Na de campagne van vorig jaar weten we dat het recht op wonen vooral een fictief recht is. Er zijn sociale woningen, maar veel te weinig. Er zijn huursubsidies, maar veel te weinig. Dat gebrek aan goede, betaalbare woningen maakt dat het drummen is op de woonmarkt. Schaarste betekent concurrentie, en concurrentie zorgt voor uitsluiting en discriminatie.
Daar zoomen we met deze campagne op in. Op die moeilijke weg, een weg met drempels en obstakels. Drempels rond moeilijke toewijzingsregels en weinig flexibiliteit in sociaal wonen. Discriminatie, waardoor mensen geen kans maken op een woning. Uitsluiting van mensen die geen vaste verblijfplaats hebben en dus dak- of thuisloos zijn. De uitsluiting is soms heel actief en bewust, letterlijk de deur in iemands’ gezicht slaan.
Dat keer op keer meemaken, maakt moedeloos, is onleefbaar!
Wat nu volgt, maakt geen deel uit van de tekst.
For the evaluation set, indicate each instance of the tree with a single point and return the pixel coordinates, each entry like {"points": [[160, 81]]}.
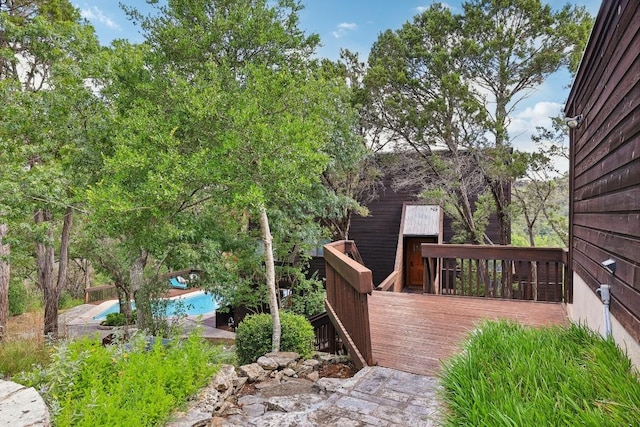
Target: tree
{"points": [[509, 50], [429, 112], [228, 113], [446, 81], [44, 101], [353, 176]]}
Ook de woningen waar mensen dan wel in terecht komen, als slachtoffers van huisjesmelkers, zijn onleefbaar. Uit huis gezet worden met vier kinderen? Onleefbaar! Keer op keer smoesjes horen van zodra je familienaam valt of ze je huidskleur zien? Onleefbaar! Geen plaats in de nachtopvang en dan maar op straat moeten slapen? Onleefbaar! Een sociale woning niet kunnen weigeren, ook als de kinderen dan een uur te voet naar school moeten? Onleefbaar!